Die erste Frau im höchsten politischen Amt
Ihrer Gefühlsausbrüche wegen machte sie bald von sich reden und wurde als "weinende Witwe" weltweit bekannt. In einer biografischen Wertung heißt es: "Die damals 44-jährige war in politischer Hinsicht extrem unerfahren, als sie sich ihrer Aufgabe stellte. Aber das Ziel stand fest: der Welt zu demonstrieren, dass die Frau in Ausübung der Herrschaft dem Mann überlegen ist."
Im Bündnis mit marxistisch-kommunistischen Parteien gewann Frau Bandaranaike die Wahlen. Am 21. Juli 1960 wurde sie als erste weibliche Ministerpräsidentin der Welt vereidigt. Die erste Frau im höchsten politischen Amte eines Staates.
Auch im damaligen Ceylon keimte Hoffnung auf einen Neubeginn, auf eine Politik mit menschlicheren Zügen. Würde die weibliche Hand beim Regieren zu versöhnlichem Interessenausgleich führen? Würden überhaupt Unterschiede erkennbar?
Von der zweiten Amtszeit zum Entzug der Bürgerrechte
Ihre reichlich und öffentlich fließenden Tränen waren mit einem Mitleidsbonus vom Wählervolk belohnt worden. Bald zeigte Sirimavo Bandaranaike jedoch, dass sie nicht versöhnliche, sondern polarisierende Akzente setzte, machtbewusst und autoritär aufzutreten verstand und das damalige Ceylon ins Lager der damals sozialistisch regierten Staaten führte.
Für die folgenden fünf Jahre bestimmte Frau Bandaranaike die Geschicke des damaligen Ceylon. Und sie tat es im Verein der Familie. Politik wurde als Pfründe und in Vetternwirtschaft betrieben. Die wachsenden wirtschaftlichen Schwierigkeiten und die zunehmende Kritik am alles andere als demokratischen Führungsstil brachten die Abwahl im Jahre 1965. Doch Frau Bandaranaike gab nicht auf. 1970 gelang ihr der zweite Anlauf.

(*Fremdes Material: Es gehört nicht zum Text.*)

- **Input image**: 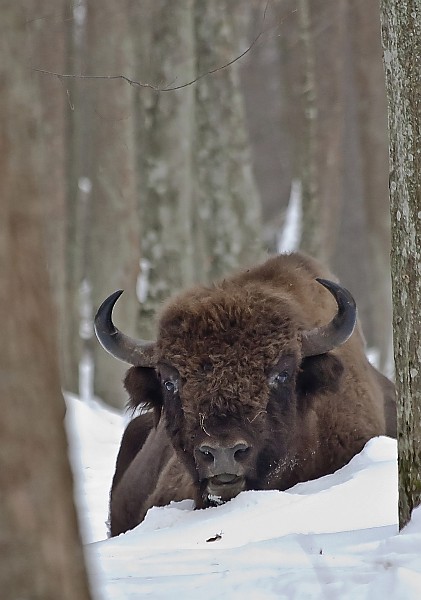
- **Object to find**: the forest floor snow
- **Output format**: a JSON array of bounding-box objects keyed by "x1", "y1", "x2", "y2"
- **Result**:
[{"x1": 65, "y1": 394, "x2": 421, "y2": 600}]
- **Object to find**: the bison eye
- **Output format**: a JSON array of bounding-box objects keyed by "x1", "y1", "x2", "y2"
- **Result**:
[
  {"x1": 268, "y1": 356, "x2": 296, "y2": 388},
  {"x1": 163, "y1": 380, "x2": 176, "y2": 393},
  {"x1": 276, "y1": 371, "x2": 290, "y2": 384},
  {"x1": 269, "y1": 370, "x2": 290, "y2": 388}
]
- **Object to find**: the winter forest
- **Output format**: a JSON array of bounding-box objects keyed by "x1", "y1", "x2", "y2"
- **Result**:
[{"x1": 1, "y1": 1, "x2": 420, "y2": 599}]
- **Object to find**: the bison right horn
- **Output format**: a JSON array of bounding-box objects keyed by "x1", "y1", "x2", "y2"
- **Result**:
[
  {"x1": 300, "y1": 279, "x2": 357, "y2": 357},
  {"x1": 94, "y1": 290, "x2": 156, "y2": 367}
]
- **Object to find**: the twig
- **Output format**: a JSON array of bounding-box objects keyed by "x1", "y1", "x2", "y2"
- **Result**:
[{"x1": 34, "y1": 1, "x2": 271, "y2": 93}]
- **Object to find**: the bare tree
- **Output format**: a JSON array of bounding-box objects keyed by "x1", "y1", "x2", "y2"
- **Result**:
[
  {"x1": 381, "y1": 0, "x2": 421, "y2": 528},
  {"x1": 240, "y1": 1, "x2": 292, "y2": 249},
  {"x1": 0, "y1": 3, "x2": 92, "y2": 597},
  {"x1": 61, "y1": 1, "x2": 91, "y2": 395},
  {"x1": 193, "y1": 0, "x2": 263, "y2": 281},
  {"x1": 85, "y1": 0, "x2": 140, "y2": 407},
  {"x1": 351, "y1": 0, "x2": 393, "y2": 374},
  {"x1": 32, "y1": 3, "x2": 264, "y2": 405},
  {"x1": 129, "y1": 1, "x2": 263, "y2": 340},
  {"x1": 297, "y1": 0, "x2": 346, "y2": 264},
  {"x1": 279, "y1": 0, "x2": 391, "y2": 370},
  {"x1": 130, "y1": 0, "x2": 197, "y2": 341},
  {"x1": 29, "y1": 2, "x2": 67, "y2": 328}
]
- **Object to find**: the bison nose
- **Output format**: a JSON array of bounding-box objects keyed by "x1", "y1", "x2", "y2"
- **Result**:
[{"x1": 198, "y1": 442, "x2": 250, "y2": 476}]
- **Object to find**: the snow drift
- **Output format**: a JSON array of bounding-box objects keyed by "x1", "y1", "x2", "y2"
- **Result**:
[{"x1": 65, "y1": 395, "x2": 421, "y2": 599}]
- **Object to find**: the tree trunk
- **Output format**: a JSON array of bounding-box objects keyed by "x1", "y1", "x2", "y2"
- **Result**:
[
  {"x1": 240, "y1": 1, "x2": 292, "y2": 249},
  {"x1": 61, "y1": 1, "x2": 91, "y2": 395},
  {"x1": 85, "y1": 0, "x2": 140, "y2": 407},
  {"x1": 380, "y1": 0, "x2": 421, "y2": 529},
  {"x1": 130, "y1": 0, "x2": 197, "y2": 341},
  {"x1": 129, "y1": 2, "x2": 263, "y2": 345},
  {"x1": 351, "y1": 0, "x2": 393, "y2": 374},
  {"x1": 0, "y1": 4, "x2": 92, "y2": 597},
  {"x1": 193, "y1": 0, "x2": 263, "y2": 281},
  {"x1": 29, "y1": 2, "x2": 67, "y2": 335},
  {"x1": 297, "y1": 0, "x2": 346, "y2": 265}
]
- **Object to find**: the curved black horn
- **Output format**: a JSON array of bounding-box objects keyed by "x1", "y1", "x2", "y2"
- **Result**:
[
  {"x1": 301, "y1": 278, "x2": 357, "y2": 357},
  {"x1": 94, "y1": 290, "x2": 156, "y2": 367}
]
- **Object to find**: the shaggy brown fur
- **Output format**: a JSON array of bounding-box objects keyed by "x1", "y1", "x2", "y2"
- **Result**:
[{"x1": 108, "y1": 252, "x2": 396, "y2": 537}]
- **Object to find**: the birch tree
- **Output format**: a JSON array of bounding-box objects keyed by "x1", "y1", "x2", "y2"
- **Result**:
[{"x1": 381, "y1": 0, "x2": 421, "y2": 528}]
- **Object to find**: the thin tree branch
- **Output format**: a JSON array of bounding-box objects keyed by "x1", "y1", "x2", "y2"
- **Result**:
[{"x1": 34, "y1": 1, "x2": 273, "y2": 93}]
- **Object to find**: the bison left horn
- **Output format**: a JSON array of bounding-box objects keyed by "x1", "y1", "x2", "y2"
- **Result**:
[
  {"x1": 301, "y1": 279, "x2": 357, "y2": 357},
  {"x1": 94, "y1": 290, "x2": 156, "y2": 367}
]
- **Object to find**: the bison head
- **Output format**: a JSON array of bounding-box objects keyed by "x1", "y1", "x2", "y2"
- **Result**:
[{"x1": 95, "y1": 278, "x2": 355, "y2": 507}]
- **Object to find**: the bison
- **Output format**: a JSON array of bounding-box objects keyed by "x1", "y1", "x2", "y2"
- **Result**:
[{"x1": 94, "y1": 252, "x2": 396, "y2": 537}]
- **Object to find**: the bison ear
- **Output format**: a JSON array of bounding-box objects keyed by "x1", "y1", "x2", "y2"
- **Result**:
[
  {"x1": 296, "y1": 353, "x2": 344, "y2": 408},
  {"x1": 124, "y1": 366, "x2": 163, "y2": 426}
]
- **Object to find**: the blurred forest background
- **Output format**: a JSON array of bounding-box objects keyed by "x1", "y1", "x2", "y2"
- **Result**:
[{"x1": 27, "y1": 0, "x2": 392, "y2": 408}]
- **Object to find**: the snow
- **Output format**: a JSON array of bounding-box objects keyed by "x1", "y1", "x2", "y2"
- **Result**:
[
  {"x1": 65, "y1": 394, "x2": 421, "y2": 600},
  {"x1": 277, "y1": 179, "x2": 302, "y2": 254}
]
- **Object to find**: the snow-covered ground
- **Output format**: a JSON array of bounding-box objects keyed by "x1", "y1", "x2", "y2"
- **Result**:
[{"x1": 65, "y1": 394, "x2": 421, "y2": 600}]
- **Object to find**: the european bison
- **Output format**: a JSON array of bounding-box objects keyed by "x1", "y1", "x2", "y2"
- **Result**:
[{"x1": 95, "y1": 252, "x2": 396, "y2": 537}]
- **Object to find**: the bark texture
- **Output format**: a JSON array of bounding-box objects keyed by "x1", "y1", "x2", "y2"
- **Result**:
[
  {"x1": 381, "y1": 0, "x2": 421, "y2": 528},
  {"x1": 297, "y1": 0, "x2": 346, "y2": 264},
  {"x1": 130, "y1": 1, "x2": 263, "y2": 340},
  {"x1": 130, "y1": 0, "x2": 196, "y2": 341},
  {"x1": 193, "y1": 1, "x2": 263, "y2": 281},
  {"x1": 62, "y1": 0, "x2": 90, "y2": 394},
  {"x1": 86, "y1": 0, "x2": 140, "y2": 407},
  {"x1": 351, "y1": 0, "x2": 392, "y2": 374},
  {"x1": 29, "y1": 2, "x2": 67, "y2": 330},
  {"x1": 0, "y1": 4, "x2": 92, "y2": 597}
]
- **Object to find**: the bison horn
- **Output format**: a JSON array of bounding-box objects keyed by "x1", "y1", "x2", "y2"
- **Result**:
[
  {"x1": 301, "y1": 278, "x2": 357, "y2": 357},
  {"x1": 94, "y1": 290, "x2": 156, "y2": 367}
]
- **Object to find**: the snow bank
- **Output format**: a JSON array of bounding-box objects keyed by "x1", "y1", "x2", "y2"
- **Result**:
[{"x1": 65, "y1": 395, "x2": 421, "y2": 600}]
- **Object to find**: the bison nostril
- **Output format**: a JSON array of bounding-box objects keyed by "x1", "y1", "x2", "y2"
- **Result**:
[
  {"x1": 233, "y1": 443, "x2": 251, "y2": 461},
  {"x1": 198, "y1": 442, "x2": 251, "y2": 470}
]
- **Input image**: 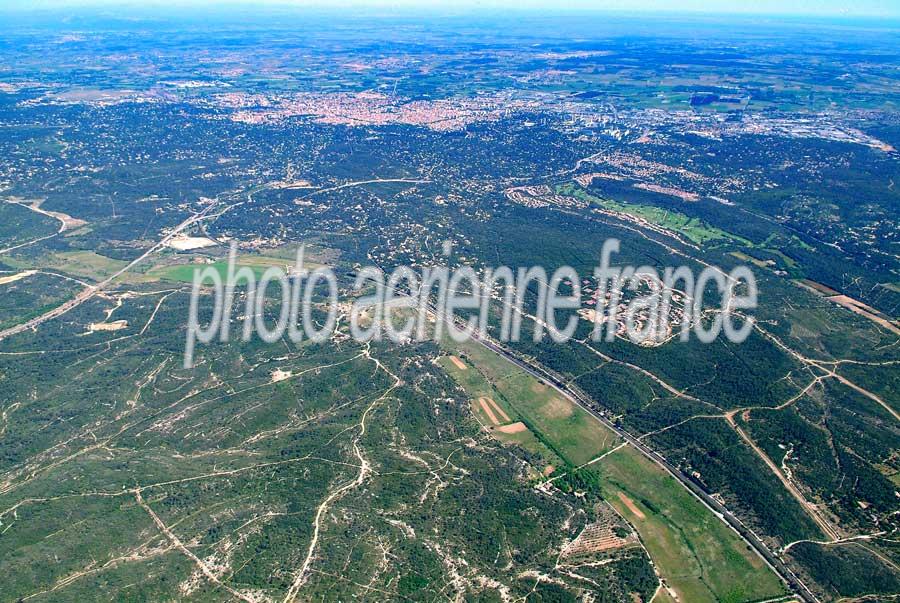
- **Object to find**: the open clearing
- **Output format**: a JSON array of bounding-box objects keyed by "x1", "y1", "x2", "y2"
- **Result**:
[
  {"x1": 594, "y1": 445, "x2": 786, "y2": 603},
  {"x1": 88, "y1": 320, "x2": 128, "y2": 332},
  {"x1": 439, "y1": 339, "x2": 785, "y2": 603},
  {"x1": 3, "y1": 250, "x2": 157, "y2": 285},
  {"x1": 444, "y1": 338, "x2": 621, "y2": 465},
  {"x1": 9, "y1": 250, "x2": 127, "y2": 282},
  {"x1": 0, "y1": 270, "x2": 37, "y2": 285},
  {"x1": 541, "y1": 397, "x2": 573, "y2": 419},
  {"x1": 6, "y1": 250, "x2": 156, "y2": 285},
  {"x1": 153, "y1": 253, "x2": 323, "y2": 283},
  {"x1": 438, "y1": 354, "x2": 563, "y2": 474},
  {"x1": 558, "y1": 183, "x2": 745, "y2": 245},
  {"x1": 270, "y1": 369, "x2": 292, "y2": 383}
]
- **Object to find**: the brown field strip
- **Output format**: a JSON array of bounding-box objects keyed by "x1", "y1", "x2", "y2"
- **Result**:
[
  {"x1": 485, "y1": 397, "x2": 511, "y2": 423},
  {"x1": 478, "y1": 397, "x2": 501, "y2": 425},
  {"x1": 448, "y1": 355, "x2": 467, "y2": 370},
  {"x1": 617, "y1": 491, "x2": 646, "y2": 520},
  {"x1": 496, "y1": 421, "x2": 527, "y2": 434},
  {"x1": 827, "y1": 294, "x2": 900, "y2": 335}
]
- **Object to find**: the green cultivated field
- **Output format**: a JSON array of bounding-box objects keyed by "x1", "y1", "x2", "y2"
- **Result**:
[
  {"x1": 153, "y1": 254, "x2": 322, "y2": 284},
  {"x1": 441, "y1": 337, "x2": 786, "y2": 603},
  {"x1": 594, "y1": 446, "x2": 787, "y2": 603},
  {"x1": 444, "y1": 337, "x2": 620, "y2": 466},
  {"x1": 558, "y1": 183, "x2": 745, "y2": 245},
  {"x1": 437, "y1": 353, "x2": 565, "y2": 472}
]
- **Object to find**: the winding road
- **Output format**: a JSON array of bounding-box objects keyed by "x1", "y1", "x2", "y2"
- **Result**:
[{"x1": 429, "y1": 301, "x2": 820, "y2": 603}]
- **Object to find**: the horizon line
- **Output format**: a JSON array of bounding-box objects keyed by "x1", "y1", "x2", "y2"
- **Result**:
[{"x1": 2, "y1": 1, "x2": 900, "y2": 21}]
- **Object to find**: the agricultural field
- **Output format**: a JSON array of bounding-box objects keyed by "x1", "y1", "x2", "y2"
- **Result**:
[
  {"x1": 440, "y1": 336, "x2": 787, "y2": 603},
  {"x1": 557, "y1": 183, "x2": 744, "y2": 245},
  {"x1": 0, "y1": 7, "x2": 898, "y2": 602},
  {"x1": 442, "y1": 338, "x2": 621, "y2": 467},
  {"x1": 150, "y1": 253, "x2": 317, "y2": 284},
  {"x1": 594, "y1": 445, "x2": 787, "y2": 603}
]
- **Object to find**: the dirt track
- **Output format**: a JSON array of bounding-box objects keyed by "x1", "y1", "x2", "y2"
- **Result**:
[{"x1": 617, "y1": 492, "x2": 646, "y2": 520}]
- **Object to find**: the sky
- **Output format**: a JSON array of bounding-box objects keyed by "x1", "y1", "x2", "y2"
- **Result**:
[{"x1": 4, "y1": 0, "x2": 900, "y2": 18}]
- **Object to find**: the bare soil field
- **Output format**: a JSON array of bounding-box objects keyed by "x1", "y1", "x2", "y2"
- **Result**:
[
  {"x1": 0, "y1": 270, "x2": 37, "y2": 285},
  {"x1": 166, "y1": 236, "x2": 218, "y2": 251},
  {"x1": 496, "y1": 421, "x2": 527, "y2": 434},
  {"x1": 448, "y1": 355, "x2": 467, "y2": 370},
  {"x1": 617, "y1": 492, "x2": 647, "y2": 520},
  {"x1": 478, "y1": 397, "x2": 500, "y2": 425},
  {"x1": 88, "y1": 320, "x2": 128, "y2": 332},
  {"x1": 827, "y1": 294, "x2": 900, "y2": 335},
  {"x1": 270, "y1": 369, "x2": 292, "y2": 383},
  {"x1": 484, "y1": 397, "x2": 511, "y2": 423},
  {"x1": 796, "y1": 279, "x2": 900, "y2": 335}
]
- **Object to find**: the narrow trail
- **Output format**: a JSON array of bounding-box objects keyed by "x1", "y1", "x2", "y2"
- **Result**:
[
  {"x1": 0, "y1": 199, "x2": 80, "y2": 256},
  {"x1": 559, "y1": 178, "x2": 898, "y2": 431},
  {"x1": 282, "y1": 344, "x2": 402, "y2": 603},
  {"x1": 725, "y1": 412, "x2": 840, "y2": 541},
  {"x1": 0, "y1": 195, "x2": 242, "y2": 342},
  {"x1": 0, "y1": 350, "x2": 368, "y2": 497},
  {"x1": 630, "y1": 320, "x2": 899, "y2": 544},
  {"x1": 17, "y1": 538, "x2": 175, "y2": 601},
  {"x1": 782, "y1": 531, "x2": 889, "y2": 554},
  {"x1": 540, "y1": 441, "x2": 628, "y2": 486},
  {"x1": 135, "y1": 490, "x2": 256, "y2": 603},
  {"x1": 484, "y1": 175, "x2": 900, "y2": 597},
  {"x1": 754, "y1": 324, "x2": 900, "y2": 422},
  {"x1": 634, "y1": 371, "x2": 842, "y2": 541},
  {"x1": 576, "y1": 339, "x2": 720, "y2": 412},
  {"x1": 299, "y1": 178, "x2": 430, "y2": 200},
  {"x1": 560, "y1": 181, "x2": 900, "y2": 545}
]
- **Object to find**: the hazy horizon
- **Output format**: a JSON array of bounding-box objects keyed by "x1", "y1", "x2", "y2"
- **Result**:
[{"x1": 2, "y1": 0, "x2": 899, "y2": 19}]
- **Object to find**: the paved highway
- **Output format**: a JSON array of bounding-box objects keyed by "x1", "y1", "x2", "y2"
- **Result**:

Für weitere sieben Jahre regierte sie als Ministerpräsidentin, übernahm zusätzlich das Außen- und Verteidigungsministerium und verfügte über eine Machtfülle, die schließlich ihren Sturz herausforderte. Eine Sonderkommission aus drei Richtern erklärte sie 1980 des Machtmissbrauchs für schuldig. Das Parlament entzog ihr die Bürgerrechte.
Politische Bilanz
Nach vorzeitiger Rehabilitierung kehrte sie in die Politik zurück; und die wurde weiterhin als Familienunternehmen betrieben. Von 1994 bis 2005 stand ihre Tochter Chandrika Kumaratunga als Präsidentin an der Spitze Sri Lankas, die nunmehrige starke Frau der Insel. Tragische Gemeinsamkeit: Auch Chandrika hat ihren Mann bei einem Attentat verloren. Mutter Sirimavo wurde als alte Dame proforma zur Premierministerin ernannt. Sie blieb im Amt bis zu ihrem Tod im Jahr 2000.
Die politische Bilanz der ehedem "weinenden Witwe": Sie trug nicht zur Befriedung der spannungsgeladenen Insel bei. Im Gegenteil. Sie enttäuschte die Hoffnung, als erste weibliche Ministerpräsidentin der Welt eine menschlichere Politik als ihre männlichen Konkurrenten zu machen.